Has anyone even HEARD of George Lazenby? I haven't. I always have to be reminded by my mother that he even exists when I'm thinking of all the actors who have played James Bond.Roger Moore as James Bond:
- Before he did James Bond, he was in a TV show called "The Saint." There was a movie in the 90's made of it, with Val Kilmer. I've seen "The Saint." It seems rather like James Bond training.
- Was the oldest actor to play Bond. He was 57 in A View to A Kill.
- Succeeded Audrey Hepburn as goodwill ambassador for UNICEF
Timothy Dalton as James Bond:
- Was in 2 James Bond movies: The Living Daylights and A License to Kill.
- In 1997, starred in The Beautician and The Beast with Fran Drescher. He must have been really desperate for work...
Pierce Brosnan as James Bond:
- Is Irish by birth
- Before he was James Bond, he starred in a series called "Remington Steele." He played a thief who solved crimes with a private detective. Like Roger Moore's "The Saint," "Remington Steele" (which I have also seen clips of) also seems like Bond-in-training.
Pierce Brosnan is the sexiest of any actor who's played James Bond. The End.
Daniel Craig as James Bond:
- Made his film debut in a movie called The Power of One, which we watched freshman year in Freedom and Responsibility class. Ha.
- When he was a teenager, he was part of the National Youth Theatre in the UK
While Daniel Craig does not have that suave look like James Bond traditionally does, he does have the most beautiful eyes of any actor who's played James Bond. I can't stop staring at them.
Wednesday, May 6, 2009
And now for something completely different. This will be mostly a rant. So if you don't feel like reading it, I understand.

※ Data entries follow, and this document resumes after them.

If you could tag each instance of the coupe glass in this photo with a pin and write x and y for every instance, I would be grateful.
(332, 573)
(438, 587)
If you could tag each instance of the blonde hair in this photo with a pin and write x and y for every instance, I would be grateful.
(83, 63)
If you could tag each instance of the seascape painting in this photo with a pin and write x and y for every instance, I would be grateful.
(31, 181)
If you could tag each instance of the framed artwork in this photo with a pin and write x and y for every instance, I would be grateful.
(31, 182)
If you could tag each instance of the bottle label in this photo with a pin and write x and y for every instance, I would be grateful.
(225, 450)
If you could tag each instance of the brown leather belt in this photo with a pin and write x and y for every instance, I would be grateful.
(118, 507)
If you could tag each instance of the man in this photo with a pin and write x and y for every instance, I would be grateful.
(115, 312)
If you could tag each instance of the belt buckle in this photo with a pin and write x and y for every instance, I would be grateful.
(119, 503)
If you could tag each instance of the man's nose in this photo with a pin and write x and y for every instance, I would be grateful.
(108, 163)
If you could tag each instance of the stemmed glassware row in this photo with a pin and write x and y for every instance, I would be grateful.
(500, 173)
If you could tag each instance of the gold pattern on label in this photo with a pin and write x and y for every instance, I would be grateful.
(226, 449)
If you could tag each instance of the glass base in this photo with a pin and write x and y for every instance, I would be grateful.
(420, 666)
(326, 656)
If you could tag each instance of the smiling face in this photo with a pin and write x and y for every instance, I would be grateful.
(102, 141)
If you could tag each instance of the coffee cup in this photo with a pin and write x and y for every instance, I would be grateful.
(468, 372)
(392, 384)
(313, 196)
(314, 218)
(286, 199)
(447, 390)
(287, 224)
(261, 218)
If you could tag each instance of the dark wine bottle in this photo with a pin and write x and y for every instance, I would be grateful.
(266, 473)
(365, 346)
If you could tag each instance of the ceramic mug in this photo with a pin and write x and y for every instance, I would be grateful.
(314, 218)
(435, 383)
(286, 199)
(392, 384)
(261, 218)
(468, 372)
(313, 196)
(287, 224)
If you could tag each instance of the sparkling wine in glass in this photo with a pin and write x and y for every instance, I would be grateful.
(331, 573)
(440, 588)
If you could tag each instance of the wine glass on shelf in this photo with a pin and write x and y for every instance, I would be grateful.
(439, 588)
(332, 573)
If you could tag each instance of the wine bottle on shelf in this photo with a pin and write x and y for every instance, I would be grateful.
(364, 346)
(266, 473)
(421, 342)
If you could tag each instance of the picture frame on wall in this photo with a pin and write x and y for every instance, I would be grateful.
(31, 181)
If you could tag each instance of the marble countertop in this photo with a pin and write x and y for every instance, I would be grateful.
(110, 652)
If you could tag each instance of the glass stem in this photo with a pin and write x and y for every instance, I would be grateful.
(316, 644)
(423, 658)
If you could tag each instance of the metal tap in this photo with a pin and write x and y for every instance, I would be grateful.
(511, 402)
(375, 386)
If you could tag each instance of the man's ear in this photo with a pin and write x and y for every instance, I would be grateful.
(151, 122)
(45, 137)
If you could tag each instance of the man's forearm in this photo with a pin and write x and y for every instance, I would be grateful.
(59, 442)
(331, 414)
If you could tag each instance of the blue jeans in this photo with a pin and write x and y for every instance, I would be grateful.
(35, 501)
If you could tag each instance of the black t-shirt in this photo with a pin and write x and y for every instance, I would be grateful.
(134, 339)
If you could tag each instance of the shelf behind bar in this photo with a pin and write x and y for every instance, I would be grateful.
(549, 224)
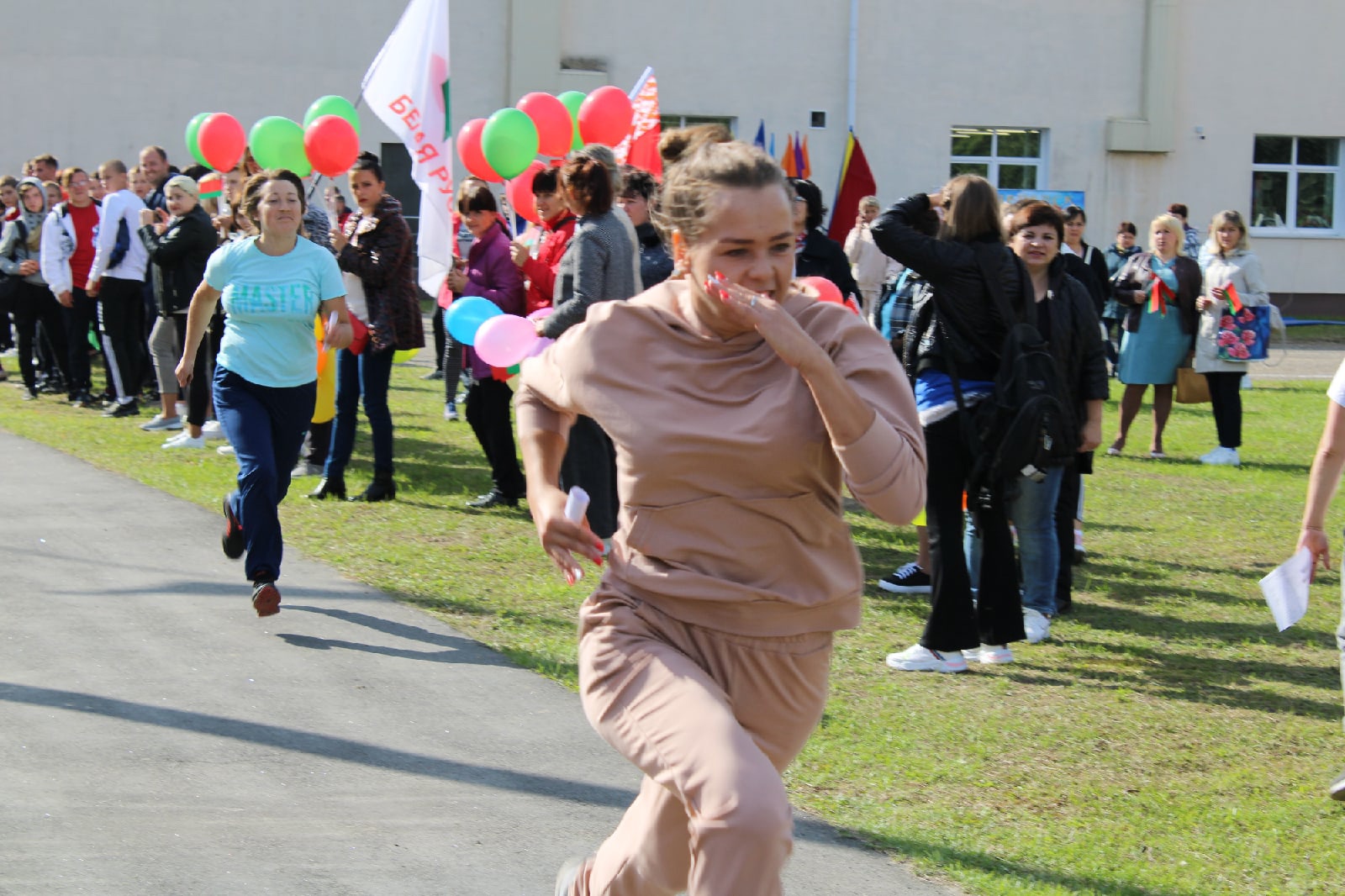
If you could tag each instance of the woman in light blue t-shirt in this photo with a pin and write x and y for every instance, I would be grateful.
(272, 286)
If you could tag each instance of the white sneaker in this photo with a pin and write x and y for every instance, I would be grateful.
(1221, 458)
(923, 660)
(1036, 625)
(161, 423)
(992, 654)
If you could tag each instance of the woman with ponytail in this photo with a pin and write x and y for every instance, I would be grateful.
(377, 256)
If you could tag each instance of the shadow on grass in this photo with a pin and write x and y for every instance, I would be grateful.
(1010, 872)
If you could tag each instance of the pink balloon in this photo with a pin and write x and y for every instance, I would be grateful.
(504, 340)
(470, 151)
(605, 116)
(520, 192)
(555, 127)
(825, 289)
(541, 346)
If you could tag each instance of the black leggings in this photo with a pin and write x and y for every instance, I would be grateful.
(1226, 396)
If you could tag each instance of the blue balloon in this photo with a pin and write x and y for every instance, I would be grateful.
(467, 315)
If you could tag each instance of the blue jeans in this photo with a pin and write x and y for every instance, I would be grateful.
(363, 376)
(1033, 514)
(266, 425)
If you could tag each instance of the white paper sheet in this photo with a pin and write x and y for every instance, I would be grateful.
(1286, 588)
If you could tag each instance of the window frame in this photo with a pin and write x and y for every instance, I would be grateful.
(993, 161)
(1293, 168)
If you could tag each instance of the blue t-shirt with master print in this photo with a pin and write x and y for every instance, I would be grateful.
(272, 302)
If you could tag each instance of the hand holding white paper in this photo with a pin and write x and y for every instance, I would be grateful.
(1286, 588)
(576, 505)
(327, 334)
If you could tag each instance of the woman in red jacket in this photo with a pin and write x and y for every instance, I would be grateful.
(558, 222)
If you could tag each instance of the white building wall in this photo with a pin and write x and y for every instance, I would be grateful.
(136, 74)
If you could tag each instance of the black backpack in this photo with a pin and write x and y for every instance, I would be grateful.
(1026, 427)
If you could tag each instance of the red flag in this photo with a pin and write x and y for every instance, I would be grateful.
(856, 183)
(641, 147)
(790, 161)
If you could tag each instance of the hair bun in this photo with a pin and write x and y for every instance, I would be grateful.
(678, 145)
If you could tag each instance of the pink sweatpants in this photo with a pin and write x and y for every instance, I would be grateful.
(712, 720)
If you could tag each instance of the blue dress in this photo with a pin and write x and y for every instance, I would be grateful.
(1150, 354)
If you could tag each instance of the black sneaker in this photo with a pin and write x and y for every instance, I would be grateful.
(233, 541)
(1337, 788)
(908, 580)
(129, 409)
(266, 598)
(494, 498)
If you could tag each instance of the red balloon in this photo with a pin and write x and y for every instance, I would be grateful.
(221, 140)
(520, 192)
(605, 116)
(470, 151)
(555, 127)
(825, 289)
(331, 145)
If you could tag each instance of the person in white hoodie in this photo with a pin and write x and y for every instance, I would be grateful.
(869, 266)
(67, 249)
(118, 280)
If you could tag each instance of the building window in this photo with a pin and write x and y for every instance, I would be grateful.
(670, 123)
(1295, 183)
(1008, 158)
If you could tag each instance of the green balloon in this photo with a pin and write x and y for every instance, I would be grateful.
(573, 100)
(279, 143)
(193, 127)
(333, 105)
(509, 141)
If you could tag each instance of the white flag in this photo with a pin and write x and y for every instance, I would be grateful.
(407, 87)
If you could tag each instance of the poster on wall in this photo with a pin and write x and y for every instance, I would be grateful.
(1059, 198)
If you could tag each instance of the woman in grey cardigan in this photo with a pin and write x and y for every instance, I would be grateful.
(600, 264)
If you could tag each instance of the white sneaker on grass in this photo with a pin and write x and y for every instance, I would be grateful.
(161, 423)
(1221, 458)
(1036, 625)
(992, 654)
(185, 440)
(919, 658)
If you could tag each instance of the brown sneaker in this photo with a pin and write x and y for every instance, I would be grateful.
(266, 598)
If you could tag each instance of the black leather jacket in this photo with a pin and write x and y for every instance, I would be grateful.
(179, 257)
(959, 295)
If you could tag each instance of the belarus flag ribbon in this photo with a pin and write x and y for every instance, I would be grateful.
(407, 87)
(1160, 296)
(641, 147)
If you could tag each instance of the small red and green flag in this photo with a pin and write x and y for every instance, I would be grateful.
(212, 186)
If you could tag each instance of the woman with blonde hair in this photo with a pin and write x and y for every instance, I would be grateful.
(1232, 266)
(1157, 289)
(705, 649)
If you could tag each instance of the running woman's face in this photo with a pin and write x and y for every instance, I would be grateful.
(280, 208)
(748, 239)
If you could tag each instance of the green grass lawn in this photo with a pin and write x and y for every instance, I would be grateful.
(1165, 741)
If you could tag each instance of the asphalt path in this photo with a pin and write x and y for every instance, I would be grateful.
(158, 737)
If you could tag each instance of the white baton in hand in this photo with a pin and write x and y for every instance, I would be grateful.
(576, 505)
(327, 334)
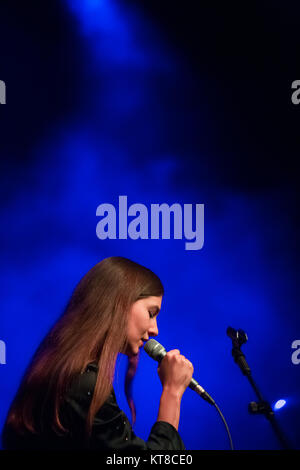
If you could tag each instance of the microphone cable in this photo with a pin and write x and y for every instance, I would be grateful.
(225, 424)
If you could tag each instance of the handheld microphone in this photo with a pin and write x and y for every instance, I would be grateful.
(158, 352)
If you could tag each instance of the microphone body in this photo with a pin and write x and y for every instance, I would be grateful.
(158, 352)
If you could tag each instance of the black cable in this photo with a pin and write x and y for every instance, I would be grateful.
(226, 426)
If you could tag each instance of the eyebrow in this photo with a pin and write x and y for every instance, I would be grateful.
(156, 307)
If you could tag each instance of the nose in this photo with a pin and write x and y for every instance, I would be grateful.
(153, 330)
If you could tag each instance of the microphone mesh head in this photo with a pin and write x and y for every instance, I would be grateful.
(154, 349)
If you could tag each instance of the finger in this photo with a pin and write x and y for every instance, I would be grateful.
(173, 352)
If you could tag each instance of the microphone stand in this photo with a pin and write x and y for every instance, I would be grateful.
(261, 406)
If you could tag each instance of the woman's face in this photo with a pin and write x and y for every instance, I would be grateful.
(142, 323)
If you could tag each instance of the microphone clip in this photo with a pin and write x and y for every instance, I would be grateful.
(238, 338)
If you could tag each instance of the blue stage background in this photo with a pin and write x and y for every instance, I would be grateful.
(108, 98)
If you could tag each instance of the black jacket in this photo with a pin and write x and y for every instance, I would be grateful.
(111, 428)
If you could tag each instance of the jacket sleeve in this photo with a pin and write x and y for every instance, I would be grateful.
(111, 428)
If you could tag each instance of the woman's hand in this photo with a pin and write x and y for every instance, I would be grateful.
(175, 372)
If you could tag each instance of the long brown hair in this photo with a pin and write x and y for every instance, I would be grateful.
(92, 328)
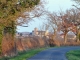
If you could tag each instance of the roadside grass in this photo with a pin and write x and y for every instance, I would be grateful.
(25, 55)
(73, 55)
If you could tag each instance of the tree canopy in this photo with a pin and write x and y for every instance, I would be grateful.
(10, 10)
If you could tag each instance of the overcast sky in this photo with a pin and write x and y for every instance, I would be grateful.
(51, 5)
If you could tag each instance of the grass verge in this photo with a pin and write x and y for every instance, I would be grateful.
(25, 55)
(73, 55)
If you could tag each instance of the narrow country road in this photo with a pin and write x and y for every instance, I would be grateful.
(54, 53)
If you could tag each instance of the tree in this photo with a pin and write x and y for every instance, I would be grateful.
(74, 16)
(10, 10)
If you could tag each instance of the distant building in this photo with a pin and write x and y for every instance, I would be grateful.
(36, 32)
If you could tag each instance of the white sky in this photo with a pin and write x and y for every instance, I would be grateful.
(52, 5)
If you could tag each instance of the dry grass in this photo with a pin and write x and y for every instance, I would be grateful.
(30, 43)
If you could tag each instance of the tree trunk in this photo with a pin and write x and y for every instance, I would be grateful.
(78, 35)
(8, 42)
(65, 37)
(0, 41)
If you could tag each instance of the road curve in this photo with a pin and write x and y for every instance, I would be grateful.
(54, 53)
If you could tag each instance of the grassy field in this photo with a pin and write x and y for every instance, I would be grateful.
(25, 55)
(73, 55)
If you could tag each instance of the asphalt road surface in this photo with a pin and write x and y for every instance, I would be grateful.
(54, 53)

But you know those people who are really good at reading other people, like studying their facial expressions and actions and then pretending like they know everything about you? I know a person who does that. It's really aggravating and kind of infuriating. He will pass judgement on my entire day based on "hi" and my facial expressions. The worst part? Normally this person is right. I'm not angry about the fact that he is correct. I'm angry about the fact that he can see things about people that they don't necessarily want to share. It's like he steals their secrets. Ok, this analogy is a little explicit, but everytime I'm around him, it's like he's undressed me against my will just because he could. I constantly feel like I'm trying to hide myself around him, but it doesn't work. I don't want him to know the things about me that he knows without me even telling him. And the worst part is, he claims he can't not do this. I don't buy it. I think he can turn this ability off and stop analyzing people. He wonders why people think he's a jerk. It's because he analyzes people and finds out things they don't want him to know. There's a reason people keep secrets. It's because they don't want other people to know.
I don't know, maybe I'm wrong. Maybe he can't really turn this off, maybe this is just who he is. If I'm wrong, tell me. But I don't think I'm wrong. If his analyzing me is making me feel the way I feel, that's not something wrong with me, that's not something I just have to get over. He needs to learn to control his analytical side. It's not appropriate in all contexts. I can't be friends with him anymore. I don't feel safe with him. You're supposed to feel safe with your friends.